The Moog synthesizer is a crucial component of Volcano’s chamber and the diverse way that Temples use this instrument is what makes the record intriguingly heterogeneous and time-travelling. It can become cosmic in the soothing ‘How Would You Like It Go?” and ‘All Join In’, sounding like the dawn of a Jerry-Goldsmith soundtrack to a sinister Sci-fi thriller but it also transforms the listener to a Elizabethian surrrounding in the clappy anthem ‘The Mystery of Pop’ and and ‘(I Want To Be Your) Mirror’.
Tracks such as the Kasabian-punchiness ‘Born Into The Sunset’ and the Beck-artsy-folk ‘Oh The Saviour’ are much more modern and are further evidence that Temples are no longer stationed within a single decade. In fact ‘In My Pocket’ combines James Bagshaw’s impression of John Lennon with the fuzzy rock of The Dandy Warhols. As the mist over Bagshaw’s vocals are less foggy than on Temples’ debut, his ability to change vocal personality at times is a rest bite for those who might find his falsettos a little bit too high pitch and whiney.
One of the noticaeble differences presented on Volcano is the lyrical directness and a mature focus on earthly concerns, whilst still mixing it with their signature fantasy. ‘How Would You Like To Go?’ and Certainty are analytical. The latter feels very 2017 in it’s lyrics about feeling paranoid towards the idea of change, with the fictional location of Neverland in the Peter Pan book used as a metaphor for cowardly escapism. Furthermore, Temples themselves admit a struggle with facing problems on ‘Celebration’: “I just can’t keep my head in reality.”

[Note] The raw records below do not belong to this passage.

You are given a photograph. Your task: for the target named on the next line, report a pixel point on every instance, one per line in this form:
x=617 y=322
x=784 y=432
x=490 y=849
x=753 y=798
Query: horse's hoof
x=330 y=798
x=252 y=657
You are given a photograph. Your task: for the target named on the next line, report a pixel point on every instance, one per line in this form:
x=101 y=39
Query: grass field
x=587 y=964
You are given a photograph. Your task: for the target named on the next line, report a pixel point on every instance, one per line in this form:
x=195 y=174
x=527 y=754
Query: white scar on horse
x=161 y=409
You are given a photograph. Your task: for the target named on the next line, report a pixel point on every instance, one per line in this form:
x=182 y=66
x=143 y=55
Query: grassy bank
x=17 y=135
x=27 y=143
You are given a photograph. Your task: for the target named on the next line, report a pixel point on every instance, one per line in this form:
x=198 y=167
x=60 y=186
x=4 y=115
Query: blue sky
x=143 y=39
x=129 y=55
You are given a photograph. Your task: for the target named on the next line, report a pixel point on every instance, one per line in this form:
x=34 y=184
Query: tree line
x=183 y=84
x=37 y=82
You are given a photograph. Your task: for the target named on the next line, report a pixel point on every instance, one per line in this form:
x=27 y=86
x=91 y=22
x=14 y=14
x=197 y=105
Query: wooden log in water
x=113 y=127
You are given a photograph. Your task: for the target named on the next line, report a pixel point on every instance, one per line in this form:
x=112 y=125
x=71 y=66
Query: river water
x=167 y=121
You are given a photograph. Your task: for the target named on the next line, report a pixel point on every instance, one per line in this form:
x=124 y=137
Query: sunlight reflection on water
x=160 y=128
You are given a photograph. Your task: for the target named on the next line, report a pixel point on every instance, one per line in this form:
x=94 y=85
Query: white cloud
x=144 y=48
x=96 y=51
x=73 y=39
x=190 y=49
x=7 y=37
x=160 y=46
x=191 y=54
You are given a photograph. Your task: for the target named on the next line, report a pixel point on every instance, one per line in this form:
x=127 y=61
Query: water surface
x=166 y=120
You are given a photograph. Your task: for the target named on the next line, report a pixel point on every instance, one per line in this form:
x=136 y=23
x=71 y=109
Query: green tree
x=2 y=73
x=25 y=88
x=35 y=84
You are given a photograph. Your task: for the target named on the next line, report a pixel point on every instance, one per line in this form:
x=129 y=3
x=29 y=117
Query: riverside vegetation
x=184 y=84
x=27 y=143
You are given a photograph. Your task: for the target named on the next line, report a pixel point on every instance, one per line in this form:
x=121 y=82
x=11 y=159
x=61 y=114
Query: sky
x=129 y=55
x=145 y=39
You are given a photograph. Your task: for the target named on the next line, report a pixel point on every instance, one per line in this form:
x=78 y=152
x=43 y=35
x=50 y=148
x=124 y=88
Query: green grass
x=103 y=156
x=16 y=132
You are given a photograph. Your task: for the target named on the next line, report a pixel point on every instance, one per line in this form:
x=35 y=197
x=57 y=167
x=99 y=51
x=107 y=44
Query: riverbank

The U2-reminiscent Strange or Be Forgotten tackles the human obession to be remembered post-mortem and how many try to achieve this feat through crazy antics, especially celebrities. However Temples state that it’s better to reveal your true self to the world and rely on this as a memento. Perhaps this is what the band have attempted to achieve with this album.